[Gluster-users] Replica 3 scale out and ZFS bricks

Wed Sep 16 19:53:19 UTC 2020

В сряда, 16 септември 2020 г., 11:54:57 Гринуич+3, Alexander Iliev <ailiev+gluster at mamul.org> написа: 

>From what I understood, in order to be able to scale it one node at a 
time, I need to set up the initial nodes with a number of bricks that is 
a multiple of 3 (e.g., 3, 6, 9, etc. bricks). The initial cluster will 
be able to export a volume as large as the storage of a single node and 
adding one more node will grow the volume by 1/3 (assuming homogeneous 
nodes.)

    You can't add 1 node to a replica 3, so no - you won't get 1/3 with that extra node.

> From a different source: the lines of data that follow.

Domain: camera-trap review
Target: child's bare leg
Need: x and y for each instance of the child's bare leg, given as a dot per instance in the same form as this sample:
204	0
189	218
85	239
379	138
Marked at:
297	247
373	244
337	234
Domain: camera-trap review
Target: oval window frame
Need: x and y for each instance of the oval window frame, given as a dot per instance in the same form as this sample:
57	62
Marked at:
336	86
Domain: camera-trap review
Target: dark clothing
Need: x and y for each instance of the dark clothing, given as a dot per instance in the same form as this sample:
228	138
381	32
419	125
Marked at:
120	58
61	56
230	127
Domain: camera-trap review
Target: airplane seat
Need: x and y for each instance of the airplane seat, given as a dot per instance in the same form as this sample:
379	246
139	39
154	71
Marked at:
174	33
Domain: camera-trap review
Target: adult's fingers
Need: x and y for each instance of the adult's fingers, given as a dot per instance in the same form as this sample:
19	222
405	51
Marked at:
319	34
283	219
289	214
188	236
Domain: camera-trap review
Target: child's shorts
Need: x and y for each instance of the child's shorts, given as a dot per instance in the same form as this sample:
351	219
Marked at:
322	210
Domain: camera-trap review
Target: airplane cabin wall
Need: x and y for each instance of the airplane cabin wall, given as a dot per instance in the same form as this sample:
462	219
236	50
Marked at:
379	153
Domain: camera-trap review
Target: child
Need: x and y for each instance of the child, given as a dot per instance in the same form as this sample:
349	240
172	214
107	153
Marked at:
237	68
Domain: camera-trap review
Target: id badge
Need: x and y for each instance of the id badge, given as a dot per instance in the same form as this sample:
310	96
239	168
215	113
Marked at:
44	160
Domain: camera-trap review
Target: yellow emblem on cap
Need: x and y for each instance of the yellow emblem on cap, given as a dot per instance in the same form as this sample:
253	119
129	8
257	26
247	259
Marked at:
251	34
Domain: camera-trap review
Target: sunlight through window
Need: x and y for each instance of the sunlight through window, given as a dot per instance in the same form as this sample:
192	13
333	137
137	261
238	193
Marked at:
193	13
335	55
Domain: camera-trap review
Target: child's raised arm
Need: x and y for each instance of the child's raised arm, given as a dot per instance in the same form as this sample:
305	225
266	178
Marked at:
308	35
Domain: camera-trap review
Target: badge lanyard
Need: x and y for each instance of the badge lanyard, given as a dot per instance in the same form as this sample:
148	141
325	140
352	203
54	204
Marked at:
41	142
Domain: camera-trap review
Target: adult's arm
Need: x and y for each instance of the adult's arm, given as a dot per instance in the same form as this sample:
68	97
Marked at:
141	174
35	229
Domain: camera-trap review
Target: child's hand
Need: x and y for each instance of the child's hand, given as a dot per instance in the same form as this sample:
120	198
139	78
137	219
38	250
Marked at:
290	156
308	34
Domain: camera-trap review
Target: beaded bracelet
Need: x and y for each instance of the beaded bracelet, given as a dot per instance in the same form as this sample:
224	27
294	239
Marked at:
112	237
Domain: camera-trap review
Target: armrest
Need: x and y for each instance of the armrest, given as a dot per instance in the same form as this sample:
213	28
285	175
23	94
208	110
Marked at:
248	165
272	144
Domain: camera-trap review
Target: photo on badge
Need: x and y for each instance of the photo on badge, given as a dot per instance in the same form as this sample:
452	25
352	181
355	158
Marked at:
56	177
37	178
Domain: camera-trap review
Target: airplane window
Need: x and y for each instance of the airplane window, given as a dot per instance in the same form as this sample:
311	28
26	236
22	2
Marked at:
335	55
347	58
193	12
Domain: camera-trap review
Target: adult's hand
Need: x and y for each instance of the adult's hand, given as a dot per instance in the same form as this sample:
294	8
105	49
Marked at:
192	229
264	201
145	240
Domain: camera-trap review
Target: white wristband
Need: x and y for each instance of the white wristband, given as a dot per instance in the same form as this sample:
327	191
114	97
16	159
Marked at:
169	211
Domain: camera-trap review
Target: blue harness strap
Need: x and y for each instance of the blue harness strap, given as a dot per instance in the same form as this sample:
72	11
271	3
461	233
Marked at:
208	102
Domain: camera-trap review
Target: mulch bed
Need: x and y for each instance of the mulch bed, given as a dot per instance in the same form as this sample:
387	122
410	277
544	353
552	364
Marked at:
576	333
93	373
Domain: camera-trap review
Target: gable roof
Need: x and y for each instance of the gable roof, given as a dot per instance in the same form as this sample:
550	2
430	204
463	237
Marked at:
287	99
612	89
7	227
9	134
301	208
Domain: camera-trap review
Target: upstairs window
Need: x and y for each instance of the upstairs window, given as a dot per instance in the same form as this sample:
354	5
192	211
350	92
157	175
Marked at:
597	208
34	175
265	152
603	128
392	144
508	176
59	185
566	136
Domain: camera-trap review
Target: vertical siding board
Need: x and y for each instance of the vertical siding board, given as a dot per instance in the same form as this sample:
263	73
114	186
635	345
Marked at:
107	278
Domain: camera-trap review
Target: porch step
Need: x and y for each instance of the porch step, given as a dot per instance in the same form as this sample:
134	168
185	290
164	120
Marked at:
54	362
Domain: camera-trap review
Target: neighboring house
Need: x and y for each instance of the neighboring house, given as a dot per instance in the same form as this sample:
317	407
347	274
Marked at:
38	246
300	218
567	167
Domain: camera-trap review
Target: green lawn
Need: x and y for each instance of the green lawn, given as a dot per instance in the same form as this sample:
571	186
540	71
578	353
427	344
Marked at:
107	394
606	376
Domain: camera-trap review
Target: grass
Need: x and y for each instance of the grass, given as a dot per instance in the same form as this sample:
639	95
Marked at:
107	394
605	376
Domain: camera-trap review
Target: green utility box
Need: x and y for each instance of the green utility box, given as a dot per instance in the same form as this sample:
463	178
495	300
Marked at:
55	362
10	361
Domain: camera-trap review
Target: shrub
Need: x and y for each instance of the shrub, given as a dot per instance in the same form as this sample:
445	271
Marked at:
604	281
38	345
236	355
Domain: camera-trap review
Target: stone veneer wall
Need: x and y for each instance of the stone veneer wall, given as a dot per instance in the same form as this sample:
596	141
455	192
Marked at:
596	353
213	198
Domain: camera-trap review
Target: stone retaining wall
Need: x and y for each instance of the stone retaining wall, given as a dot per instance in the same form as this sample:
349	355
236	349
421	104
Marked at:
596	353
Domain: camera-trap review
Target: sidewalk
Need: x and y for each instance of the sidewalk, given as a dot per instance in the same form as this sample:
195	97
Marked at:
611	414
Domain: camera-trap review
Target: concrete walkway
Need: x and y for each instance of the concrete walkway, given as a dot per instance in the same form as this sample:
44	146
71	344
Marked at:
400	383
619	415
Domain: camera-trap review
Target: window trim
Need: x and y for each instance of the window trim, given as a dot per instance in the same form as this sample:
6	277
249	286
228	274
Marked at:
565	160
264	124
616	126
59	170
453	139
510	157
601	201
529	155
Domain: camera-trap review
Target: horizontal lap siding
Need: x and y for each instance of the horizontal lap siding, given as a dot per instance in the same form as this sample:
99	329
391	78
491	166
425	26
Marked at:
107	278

My plan is to use ZFS as the underlying system for the bricks. Now I'm 
wondering - if I join the disks on each node in a, say, RAIDZ2 pool and 
then create a dataset within the pool for each brick, the GlusterFS 
volume would report the volume size 3x$brick_size, because each brick 
shares the same pool and the size/free space is reported according to 
the ZFS pool size/free space.

I'm not sure about ZFS (never played with it on Linux), but in my systems I setup a Thinpool consisting on all HDDs in a striped way (when no Hardware Raid Controller is available) and then you setup thin LVs for each brick.
In thin LVM you can define Virtual Size and this size is reported as the volume size (assuming that all bricks are the same in size).If you have 1 RAIDZ2 pool per Gluster TSP node, then that pool's size is the maximum size of your volume. If you plan to use snapshots , then you should set quota on the volume to control the usage. 

How should I go about this? Should I create a ZFS pool per brick (this 
seems to have a negative impact on performance)? Should I set a quota 
for each dataset?

I would go with 1 RAIDZ2 pool with 1 dataset of type 'filesystem' per Gluster node . Quota is always good to have.

P.S.: Any reason to use ZFS ? It uses a lot of memory .

Best Regards,
Strahil Nikolov